Mientras durante el verano muchas familias podían reemplazar una merienda por agua o jugo, en invierno la necesidad de consumir alimentos calientes se vuelve indispensable.
Además de las meriendas, las organizaciones realizan ollas populares mensuales. Incluso allí comenzaron a registrarse situaciones inéditas.
«Antes siempre nos sobraba un poco de comida. Ahora nos pasó que la olla se terminó y todavía quedaban personas haciendo fila.

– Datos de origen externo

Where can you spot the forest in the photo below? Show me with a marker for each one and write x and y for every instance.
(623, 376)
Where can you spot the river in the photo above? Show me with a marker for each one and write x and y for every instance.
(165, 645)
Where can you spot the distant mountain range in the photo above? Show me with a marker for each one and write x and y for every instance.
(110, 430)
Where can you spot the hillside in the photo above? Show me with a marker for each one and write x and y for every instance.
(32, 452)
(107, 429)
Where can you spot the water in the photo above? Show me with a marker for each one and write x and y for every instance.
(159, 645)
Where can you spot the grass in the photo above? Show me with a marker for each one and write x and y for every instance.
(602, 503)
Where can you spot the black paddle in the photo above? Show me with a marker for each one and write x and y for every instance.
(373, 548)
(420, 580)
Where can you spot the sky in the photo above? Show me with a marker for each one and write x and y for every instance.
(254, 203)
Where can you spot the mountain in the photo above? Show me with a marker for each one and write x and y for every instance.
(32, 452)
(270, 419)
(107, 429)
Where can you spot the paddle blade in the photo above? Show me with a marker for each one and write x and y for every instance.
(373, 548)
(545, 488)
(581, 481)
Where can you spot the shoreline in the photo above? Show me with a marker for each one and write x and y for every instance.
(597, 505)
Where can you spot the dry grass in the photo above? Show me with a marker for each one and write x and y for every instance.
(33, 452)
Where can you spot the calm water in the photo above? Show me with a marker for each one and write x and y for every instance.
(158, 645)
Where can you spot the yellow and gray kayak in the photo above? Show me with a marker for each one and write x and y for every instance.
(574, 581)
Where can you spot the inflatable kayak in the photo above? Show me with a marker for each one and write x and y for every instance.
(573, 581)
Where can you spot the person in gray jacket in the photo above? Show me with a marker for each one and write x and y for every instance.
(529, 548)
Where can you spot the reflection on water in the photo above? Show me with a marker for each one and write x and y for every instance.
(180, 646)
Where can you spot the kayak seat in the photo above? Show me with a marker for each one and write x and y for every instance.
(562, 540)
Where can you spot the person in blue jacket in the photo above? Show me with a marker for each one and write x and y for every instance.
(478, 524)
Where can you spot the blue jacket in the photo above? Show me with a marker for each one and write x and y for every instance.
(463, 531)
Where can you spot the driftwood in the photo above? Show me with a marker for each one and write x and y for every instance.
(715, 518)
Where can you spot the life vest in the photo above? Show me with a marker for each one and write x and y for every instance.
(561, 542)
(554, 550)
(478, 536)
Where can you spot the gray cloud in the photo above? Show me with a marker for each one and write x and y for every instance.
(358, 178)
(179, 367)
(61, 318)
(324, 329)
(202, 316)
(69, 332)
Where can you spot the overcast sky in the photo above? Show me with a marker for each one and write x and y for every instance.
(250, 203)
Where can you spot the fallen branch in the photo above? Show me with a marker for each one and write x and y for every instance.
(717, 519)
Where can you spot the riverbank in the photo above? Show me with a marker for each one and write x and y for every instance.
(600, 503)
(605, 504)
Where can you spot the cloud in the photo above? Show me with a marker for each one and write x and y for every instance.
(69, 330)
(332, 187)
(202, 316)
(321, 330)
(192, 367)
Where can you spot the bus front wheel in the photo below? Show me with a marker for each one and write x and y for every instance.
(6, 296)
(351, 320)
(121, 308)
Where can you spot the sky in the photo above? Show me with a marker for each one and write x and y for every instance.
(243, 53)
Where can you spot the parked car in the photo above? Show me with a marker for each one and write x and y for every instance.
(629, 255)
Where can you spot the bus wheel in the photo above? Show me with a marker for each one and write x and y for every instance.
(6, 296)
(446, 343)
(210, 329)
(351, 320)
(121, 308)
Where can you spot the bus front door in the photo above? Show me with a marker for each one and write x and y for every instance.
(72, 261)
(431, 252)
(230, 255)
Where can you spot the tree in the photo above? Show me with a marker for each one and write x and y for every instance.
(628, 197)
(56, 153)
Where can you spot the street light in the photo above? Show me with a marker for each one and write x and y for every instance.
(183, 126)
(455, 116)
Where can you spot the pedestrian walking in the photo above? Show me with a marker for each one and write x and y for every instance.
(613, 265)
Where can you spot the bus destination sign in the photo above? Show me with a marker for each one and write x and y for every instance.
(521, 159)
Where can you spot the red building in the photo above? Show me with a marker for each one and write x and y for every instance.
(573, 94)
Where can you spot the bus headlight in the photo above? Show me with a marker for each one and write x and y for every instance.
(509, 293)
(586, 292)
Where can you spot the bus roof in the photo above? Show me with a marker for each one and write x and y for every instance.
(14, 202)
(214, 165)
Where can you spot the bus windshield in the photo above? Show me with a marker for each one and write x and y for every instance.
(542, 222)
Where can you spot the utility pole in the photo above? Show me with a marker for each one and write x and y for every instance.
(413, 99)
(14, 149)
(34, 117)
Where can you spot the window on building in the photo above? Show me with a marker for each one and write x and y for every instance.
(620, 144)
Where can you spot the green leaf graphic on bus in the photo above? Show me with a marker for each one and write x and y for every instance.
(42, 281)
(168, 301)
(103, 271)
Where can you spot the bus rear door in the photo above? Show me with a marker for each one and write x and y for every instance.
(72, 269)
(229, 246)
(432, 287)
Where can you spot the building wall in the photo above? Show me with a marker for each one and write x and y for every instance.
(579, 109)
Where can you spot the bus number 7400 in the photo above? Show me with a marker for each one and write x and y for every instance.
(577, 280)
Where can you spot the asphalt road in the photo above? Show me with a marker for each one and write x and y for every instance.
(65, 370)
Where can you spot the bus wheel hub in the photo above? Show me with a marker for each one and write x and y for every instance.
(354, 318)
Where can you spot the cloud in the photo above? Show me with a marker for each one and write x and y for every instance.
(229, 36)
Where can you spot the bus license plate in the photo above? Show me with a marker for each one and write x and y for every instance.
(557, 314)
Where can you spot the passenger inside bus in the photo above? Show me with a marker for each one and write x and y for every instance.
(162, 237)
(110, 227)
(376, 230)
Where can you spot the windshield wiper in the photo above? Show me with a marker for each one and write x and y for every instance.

Nunca nos había ocurrido», recordó Alzugaray.
Nuevos perfiles de quienes buscan ayuda
Uno de los datos que más preocupa es el cambio en el perfil de quienes recurren a los espacios comunitarios.
Ya no se trata únicamente de familias históricamente vulnerables.
«Hoy llegan personas que tenían trabajo, hacían changas o vivían de pequeños oficios y que fueron perdiendo ingresos. Muchos pintores, albañiles o trabajadores informales ya no consiguen trabajo porque el consumo cayó y la gente dejó de hacer arreglos en sus casas», explicó el trabajador social.
La falta de empleo formal e informal comienza así a reflejarse directamente en la demanda alimentaria.
Una realidad que también muestran las estadísticas
Durante el informe, Santiago Ríos señaló que los datos locales coinciden con los relevamientos provinciales y nacionales.
Según el Observatorio de la Deuda Social Argentina de la UCA, casi dos de cada tres niños argentinos reciben algún tipo de asistencia alimentaria, mientras que en el Gran Rosario los merenderos estiman un aumento cercano al 30% en la entrega de raciones respecto al año pasado.
La solidaridad sostiene el trabajo comunitario
Para responder a esta creciente demanda, las organizaciones trabajan junto al Ministerio de Igualdad y Desarrollo Humano de Santa Fe, pero también dependen del compromiso solidario de vecinos, instituciones, clubes e iglesias.
Peñas deportivas, organizaciones barriales y particulares colaboran con alimentos no perecederos, ropa y frazadas, elementos que hoy resultan fundamentales.
«La ropa de abrigo y especialmente las frazadas son de las cosas que más necesitamos. Siempre hacen falta porque muchas familias no cuentan con calefacción y dependen únicamente de una estufa a leña o una garrafa», remarcó Alzugaray.
Cómo colaborar
Quienes deseen realizar donaciones de alimentos, ropa de abrigo o frazadas pueden comunicarse con:
- Centro Comunitario Enrique Angelelli (Barrio José Hernández): Santa Cruz y Gutenberg.
- Casa Pueblo (Barrio Mitre): Catamarca 2626.
También pueden contactarse mediante las redes sociales de Igualando Oportunidades San Lorenzo y Casa Pueblo San Lorenzo, o a través de los teléfonos de ambas instituciones.
Una realidad que interpela a toda la comunidad
Durante el cierre del informe, Santiago Ríos destacó que la situación no puede ser abordada únicamente por el Estado o por las organizaciones sociales.
La articulación entre instituciones, clubes, iglesias, empresas y vecinos aparece como una herramienta indispensable para acompañar a quienes atraviesan momentos difíciles.
Porque detrás de cada plato de comida caliente hay una historia, una familia y una necesidad concreta. Y en tiempos de frío extremo, la solidaridad continúa siendo uno de los recursos más valiosos para tender puentes y sostener a quienes más lo necesitan.